その一部が過去にハルレインを襲った魔獣である事は完全なる予測であるが、国の調査次第では何れ白日の下に晒されるであろう。
「エレノアは、謂わば器でした」
「作り上げたい器に、あのペンダントを嵌め込む事で動く人間……だったのですが」
時生が、ここで言葉を詰まらせた。
「店長……?」
「昔から、何年、何十年、何百年と大切に扱われた道具は意志が宿るとされています。そして、あのペンダントも例外なく意志が宿っていました。彼女はルデールをよく気に入り苦楽を共に過ごし見守ってきていたのですが、その優しさに付け込まれ利用さた」
そして、エレノアという器に嵌め込まれた彼女は最後の優しさとして時生へ契約破棄の知らせを届けた。

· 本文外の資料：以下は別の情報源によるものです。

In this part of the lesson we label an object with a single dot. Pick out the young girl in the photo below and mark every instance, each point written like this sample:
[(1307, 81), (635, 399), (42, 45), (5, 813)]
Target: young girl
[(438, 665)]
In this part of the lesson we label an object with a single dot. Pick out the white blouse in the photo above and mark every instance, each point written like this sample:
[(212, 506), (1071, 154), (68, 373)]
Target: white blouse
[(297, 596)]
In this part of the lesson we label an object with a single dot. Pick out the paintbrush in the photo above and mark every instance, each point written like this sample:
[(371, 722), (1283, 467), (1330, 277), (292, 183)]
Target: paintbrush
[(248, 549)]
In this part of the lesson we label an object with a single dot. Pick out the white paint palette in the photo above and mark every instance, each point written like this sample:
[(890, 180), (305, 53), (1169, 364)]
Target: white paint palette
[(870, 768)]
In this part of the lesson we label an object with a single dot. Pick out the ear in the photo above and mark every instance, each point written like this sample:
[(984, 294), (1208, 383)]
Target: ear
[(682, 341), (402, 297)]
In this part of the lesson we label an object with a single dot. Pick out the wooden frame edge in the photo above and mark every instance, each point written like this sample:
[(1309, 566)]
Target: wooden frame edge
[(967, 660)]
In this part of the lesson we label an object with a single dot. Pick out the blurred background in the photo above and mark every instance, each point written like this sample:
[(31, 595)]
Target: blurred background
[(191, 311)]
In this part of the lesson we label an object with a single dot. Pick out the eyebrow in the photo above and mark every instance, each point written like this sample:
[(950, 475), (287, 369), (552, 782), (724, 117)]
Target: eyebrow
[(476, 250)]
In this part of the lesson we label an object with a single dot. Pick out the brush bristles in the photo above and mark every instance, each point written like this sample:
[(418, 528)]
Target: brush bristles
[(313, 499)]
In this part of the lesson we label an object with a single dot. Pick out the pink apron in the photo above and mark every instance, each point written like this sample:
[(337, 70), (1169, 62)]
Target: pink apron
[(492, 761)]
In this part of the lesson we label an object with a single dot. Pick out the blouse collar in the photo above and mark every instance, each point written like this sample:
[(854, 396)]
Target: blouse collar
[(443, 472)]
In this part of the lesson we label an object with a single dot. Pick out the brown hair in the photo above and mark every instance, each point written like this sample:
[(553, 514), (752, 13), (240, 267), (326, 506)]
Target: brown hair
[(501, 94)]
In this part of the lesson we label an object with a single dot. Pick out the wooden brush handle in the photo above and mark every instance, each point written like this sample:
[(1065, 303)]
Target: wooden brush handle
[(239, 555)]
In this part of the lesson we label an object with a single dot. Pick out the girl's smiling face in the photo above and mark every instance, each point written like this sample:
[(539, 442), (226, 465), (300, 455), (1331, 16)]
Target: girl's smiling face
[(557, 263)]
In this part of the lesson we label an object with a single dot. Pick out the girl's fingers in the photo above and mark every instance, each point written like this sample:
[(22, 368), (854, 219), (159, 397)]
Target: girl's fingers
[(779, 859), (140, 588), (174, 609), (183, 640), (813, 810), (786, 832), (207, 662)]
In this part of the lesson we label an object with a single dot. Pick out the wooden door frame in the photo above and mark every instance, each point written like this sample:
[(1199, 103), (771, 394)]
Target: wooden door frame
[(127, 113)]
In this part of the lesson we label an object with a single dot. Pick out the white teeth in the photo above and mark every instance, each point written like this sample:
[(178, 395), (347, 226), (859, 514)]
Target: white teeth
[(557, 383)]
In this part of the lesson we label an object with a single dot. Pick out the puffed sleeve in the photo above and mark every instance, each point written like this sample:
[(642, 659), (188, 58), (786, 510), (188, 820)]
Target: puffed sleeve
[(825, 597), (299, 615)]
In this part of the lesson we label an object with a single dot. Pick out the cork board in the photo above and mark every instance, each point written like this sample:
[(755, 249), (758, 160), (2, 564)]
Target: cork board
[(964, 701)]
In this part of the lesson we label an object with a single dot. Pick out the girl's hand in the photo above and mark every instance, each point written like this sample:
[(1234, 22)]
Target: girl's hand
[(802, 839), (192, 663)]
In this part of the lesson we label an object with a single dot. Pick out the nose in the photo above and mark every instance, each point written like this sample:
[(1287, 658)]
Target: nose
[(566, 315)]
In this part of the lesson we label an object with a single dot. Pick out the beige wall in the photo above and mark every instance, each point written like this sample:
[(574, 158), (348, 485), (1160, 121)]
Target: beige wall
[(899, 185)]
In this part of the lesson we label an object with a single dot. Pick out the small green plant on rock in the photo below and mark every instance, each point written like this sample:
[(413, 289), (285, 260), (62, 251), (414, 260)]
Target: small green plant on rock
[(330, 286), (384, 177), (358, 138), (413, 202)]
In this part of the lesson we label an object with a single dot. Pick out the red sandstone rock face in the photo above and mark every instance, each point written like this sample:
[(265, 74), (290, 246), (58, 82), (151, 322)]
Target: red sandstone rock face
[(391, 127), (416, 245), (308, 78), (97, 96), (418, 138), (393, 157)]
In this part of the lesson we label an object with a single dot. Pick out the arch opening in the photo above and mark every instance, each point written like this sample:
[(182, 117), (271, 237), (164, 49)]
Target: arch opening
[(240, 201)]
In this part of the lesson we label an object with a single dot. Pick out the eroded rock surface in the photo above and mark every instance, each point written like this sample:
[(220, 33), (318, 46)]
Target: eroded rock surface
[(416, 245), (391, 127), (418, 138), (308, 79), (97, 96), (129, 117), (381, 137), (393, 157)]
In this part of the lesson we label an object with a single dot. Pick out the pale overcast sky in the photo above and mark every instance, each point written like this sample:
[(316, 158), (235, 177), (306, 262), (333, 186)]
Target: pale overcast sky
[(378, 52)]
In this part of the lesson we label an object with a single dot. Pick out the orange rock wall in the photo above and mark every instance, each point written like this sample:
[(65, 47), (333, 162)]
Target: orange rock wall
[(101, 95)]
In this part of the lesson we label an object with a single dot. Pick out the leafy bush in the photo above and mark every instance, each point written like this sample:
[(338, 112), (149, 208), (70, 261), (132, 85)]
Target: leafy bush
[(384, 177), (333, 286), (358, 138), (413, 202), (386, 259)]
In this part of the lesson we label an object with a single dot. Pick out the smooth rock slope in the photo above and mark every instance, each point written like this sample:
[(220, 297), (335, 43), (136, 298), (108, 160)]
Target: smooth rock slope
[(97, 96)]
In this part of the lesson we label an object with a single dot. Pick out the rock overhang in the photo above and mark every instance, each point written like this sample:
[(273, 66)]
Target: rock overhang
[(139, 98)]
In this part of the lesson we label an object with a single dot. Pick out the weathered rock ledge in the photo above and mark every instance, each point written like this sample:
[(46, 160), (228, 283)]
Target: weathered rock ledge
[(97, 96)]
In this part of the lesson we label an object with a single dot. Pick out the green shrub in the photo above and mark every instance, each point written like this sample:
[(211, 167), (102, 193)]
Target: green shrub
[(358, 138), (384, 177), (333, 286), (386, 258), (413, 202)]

「発見が遅れたのは、彼女がルデールを愛していたからです。エレノアとなっても父として慕うほどには、強く愛していた」
そして、彼女の意志は完全に飲み込まれエレノアが誕生。
父に忠実なる傀儡、と思われた女性の完成である。
「放浪の名医としての功績を爵位へと変換し、そして王子に娘を近付けて王の元へ」
「信頼を得たあとに少しずつ蝕み崩壊させていく算段であったようだ。レインやマリー、そして僕に阻まれてしまった様だが」
「最後の最後は、娘として愛していた事に気が付くも既に遅し、随分と業を背負った老人よ」
「まぁ、そんな訳で全て解決とはいかないけれど大体の話は終わった感じかな」
時生は紅茶を口に運び、ふぅ、と一息ついた後に顔を酷く強張らせ酷く怯えた表情で、
「後は俺とハルがマリーさんやハルの親御さんからお叱りを受ければ、全て解決だ」
ハルレインは暫く帰りたくない、怪我よ治るなと強く願ってしまった。